In general, there are T.V. programs for which the viewers want to record the broadcast information for future reference. For example, in a "How-To-Cook" program the housewives want to record the cooking information on the T.V. screens. However, under the present system of television receivers they have to write it down in their notebooks while watching the T.V. screen. This is very troublesome, and is actually a difficult task because they must catch up with the constant flow of the images on the screen, which go on without considering the viewers' convenience. Recently, videotape recorders have been developed, and it is true that they have solved this problem to a great extent. However, in reproducing the videotape it is neccesary to search and select that part of the tape in which the information wanted by the viewer is recorded. As generally known, the re-playing of selected parts of the tape is time- and labor-consuming, so that housewives are often discouraged from reproducing the videotape in spite of the toil paid by them in recording.
In order to solve the inconvenience mentioned above, the inventor has made an invention which provides a printer for automatically hard-copying the pictures on the T.V. screen by writing the gradation density signals of the T.V. pictures in the RAM at real time, and reading them out.
In addition to the picture broadcasting, it is recently desired that characters also be broadcast on T.V. According to this new type of broadcasting, weather forecasts and news reports are broadcast in characters alone or together with pictures on a CRT tube. In this character broadcasting the transmission of character data is performed by inserting the character data in digital form within the period of time for the vertical blanking of T.V. signals, and at the receiver side the character data is temporarily stored in the memory of a character decoder, in which the data is converted into such signals as to be capable of visual display on the screen of a CRT.
In order to print out the character information by the printer invented by the same inventor, it is necessary to read the character data from the memory in the character decoder by the CPU in the decoder, and to print it out by the printer.
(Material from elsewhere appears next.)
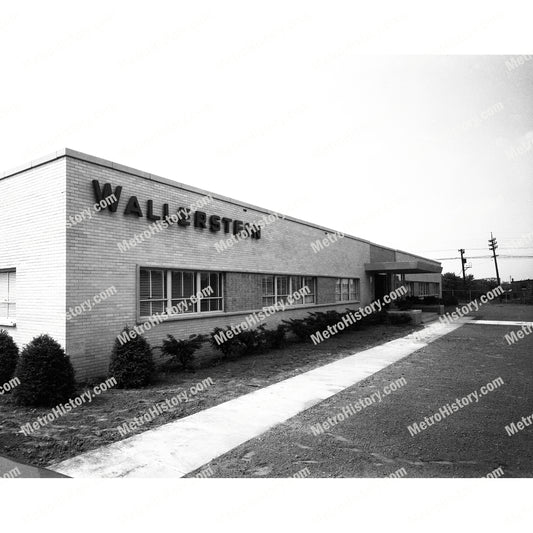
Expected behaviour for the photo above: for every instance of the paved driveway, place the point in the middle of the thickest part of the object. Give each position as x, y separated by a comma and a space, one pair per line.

However, the memory in the character decoder has a limitation in its storing ability, that is, the content of the memory is automatically replaced by the next-transmitted data. As a result, to effect the print-out of the character data with the use of the memory in the character decoder and the CPU in the afore-mentioned, manner, the data transmitting speed must slow down considerably so as to allow the printing speed to keep pace therewith. If the next data is written in the memory before the transmission of the former data is finished, it is impossible to print out the characters in a clean, normal manner. To remedy this, it will be necessary not to start the writing of the data until the data to be printed out is completely transmitted. This results in the discontinuity of the pictures.